Nevertheless, not only have they filled this gap, they have also got ahead of others in this path.
Najib Mayel Heravi
Born in 1950, Najib Mayel Heravi is a mysticism and Persian literature researcher from Herat living in the city of Mashhad in the northeastern Iranian province of Khorasan Razavi.
He finished his higher education studies in the Persian Language and Literature at the Ferdowsi University of Mashhad.
After working for some time, he came to Tehran where he started to conduct research, study bibliography, edit texts and teach at the Institute for Islamic Research.
He has been cooperating with different institutions such as the Library of the Iranian Parliament, the Mahmoud Afshar Endowments Foundation and the Institute for the Great Islamic Encyclopedia, conducting research into Islamic mysticism and manuscripts.
Mayel Heravi has also worked with Astan Quds Razavi (an organization which manages the Imam Reza shrine and various institutions which belong to the organization), the Research Centre for Written Heritage and the research department of the Library of the Iranian Parliament.
He is a researcher at the library, has compiled numerous books and has authored articles for the Institute for the Great Islamic Encyclopedia.
Renowned Afghan Poet Living in Iran
Born in 1967 in Herat, Mohammad Kazem Kazemi is an Afghan poet and author and a faculty member at the World Service Department of the Academy of the Persian Language and Literature. He migrated to Kabul in 1975 and finished his high school studies there. Then he came to Iran in 1984 and received his bachelor’s degree in Civil Engineering from the Ferdowsi University of Mashhad. He began his career in literature in 1986 and joined the Poetry Group of the Arts Circle of Mashhad two years later. Kazemi then joined Afghanistan’s Society of Islamic Revolution Poets in 1990.
In addition to writing poems, Kazemi has also been involved in teaching poetry, holding literary circles for Afghan immigrants in Iran, publishing reviews and articles in the press, and compiling and editing books on the Persian language and literature.

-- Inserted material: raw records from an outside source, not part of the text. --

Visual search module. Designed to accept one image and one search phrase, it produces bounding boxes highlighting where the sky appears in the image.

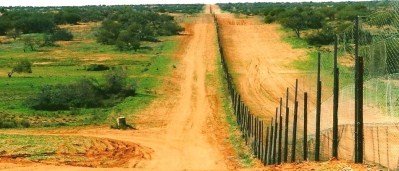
[0,0,368,6]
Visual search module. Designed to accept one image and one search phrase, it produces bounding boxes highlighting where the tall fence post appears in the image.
[291,79,298,162]
[332,35,339,159]
[303,92,308,161]
[314,52,321,161]
[262,127,269,165]
[273,109,278,164]
[277,98,283,164]
[284,88,290,163]
[268,118,274,164]
[258,120,263,161]
[355,16,363,163]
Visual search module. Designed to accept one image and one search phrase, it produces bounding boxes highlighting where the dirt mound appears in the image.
[266,160,379,170]
[0,136,153,168]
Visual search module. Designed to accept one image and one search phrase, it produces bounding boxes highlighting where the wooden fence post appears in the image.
[332,35,339,159]
[262,127,270,165]
[303,92,308,161]
[355,16,364,163]
[273,110,278,164]
[284,88,290,163]
[277,98,283,164]
[268,118,274,164]
[291,79,298,162]
[314,52,321,161]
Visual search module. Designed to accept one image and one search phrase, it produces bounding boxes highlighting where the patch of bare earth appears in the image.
[0,7,237,170]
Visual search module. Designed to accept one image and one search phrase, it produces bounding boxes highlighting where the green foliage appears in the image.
[12,59,32,73]
[115,30,141,51]
[54,11,82,24]
[14,13,56,34]
[96,9,183,51]
[6,29,22,40]
[27,70,136,111]
[219,1,384,46]
[22,35,42,52]
[306,26,335,46]
[51,29,73,41]
[86,64,109,71]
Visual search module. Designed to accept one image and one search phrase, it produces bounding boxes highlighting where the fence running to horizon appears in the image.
[214,1,399,169]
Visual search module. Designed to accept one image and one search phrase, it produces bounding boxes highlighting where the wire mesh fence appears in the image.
[214,1,399,169]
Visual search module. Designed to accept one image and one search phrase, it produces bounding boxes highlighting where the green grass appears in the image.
[280,29,354,89]
[216,35,255,168]
[0,134,128,164]
[0,22,177,127]
[0,134,94,161]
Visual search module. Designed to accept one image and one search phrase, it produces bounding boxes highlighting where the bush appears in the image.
[0,113,30,128]
[12,59,32,73]
[8,59,32,78]
[27,70,136,111]
[102,69,136,97]
[86,64,109,71]
[51,29,73,41]
[28,79,102,111]
[306,27,335,46]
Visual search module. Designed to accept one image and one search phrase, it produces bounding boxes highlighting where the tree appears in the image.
[116,30,140,51]
[14,13,57,33]
[6,28,22,40]
[22,35,41,52]
[0,16,12,35]
[281,13,306,38]
[51,29,73,41]
[8,59,32,78]
[96,19,122,45]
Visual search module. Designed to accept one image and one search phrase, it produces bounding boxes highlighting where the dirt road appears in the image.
[0,7,228,170]
[215,6,306,118]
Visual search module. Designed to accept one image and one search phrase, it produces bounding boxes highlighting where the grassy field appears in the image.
[280,28,354,89]
[0,134,142,167]
[0,23,177,127]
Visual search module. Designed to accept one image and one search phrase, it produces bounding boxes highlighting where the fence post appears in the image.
[303,92,308,161]
[284,88,290,163]
[273,109,278,164]
[314,52,321,161]
[291,79,298,162]
[258,120,263,161]
[332,35,339,159]
[355,16,363,163]
[377,125,381,163]
[385,126,390,170]
[262,127,269,165]
[268,118,274,164]
[277,98,283,164]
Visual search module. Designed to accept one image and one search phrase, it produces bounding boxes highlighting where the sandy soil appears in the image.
[213,6,399,170]
[217,6,306,119]
[0,5,231,170]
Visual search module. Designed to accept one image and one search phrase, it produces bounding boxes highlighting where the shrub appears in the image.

He has, furthermore, served as the authority in charge of the Afghan Office of Arts and Literature (1990-1996),
a member of the editorial boards of two publications, the chairman of a meeting on poetry review and research held by the Arts Department of Khorasan Razavi province, and the chairman of a poetry session in Mashhad.
The Mahmoudi Brothers
Jamshid Mahmoudi and Navid Mahmoudi immigrated to Iran in the 1960s when they were children. They grew up in Iran, learned film-making and have now turned into individuals with their own signature styles in the silver screen and TV. One of their works is “A Few Cubic Metres of Love,” which has received numerous awards at international festivals. The feature film “Leaving,” which they made in Iran, found its way to the Oscars representing the Afghan cinema.
These two brothers are from Afghanistan’s Parwan province. Navid was born in 1977 and Jamshid in 1983. In addition to working as a film producer and director, Navid Mahmoudi is a writer and poet, too, and has taken part in upwards of 100 international film festivals.
They have received prestigious awards from both Iranian and international film festivals in recent years.
She was born to ethnic Afghan parents in Tehran on April 6, 1997. She began her artistic career at the age of nine as a stage actress and had a part in feature and documentary films, too. She appeared in front of the camera for the first time in 2015 in the “I’m A Happy Girl” directed by Samereh Rezaei, and rose to fame by playing in the TV series “Frog” by Hooman Seyyedi. She has also had played roles in the films “Seven and a Half,” “The Tsunami,” “The Simultaneous Breaking of 20 Bones,” “Yalda” and “Leaving.” She is currently in a relationship with renowned Iranian actor Navid Mohammadzadeh, and the two are known as one of the most popular couples on Instagram.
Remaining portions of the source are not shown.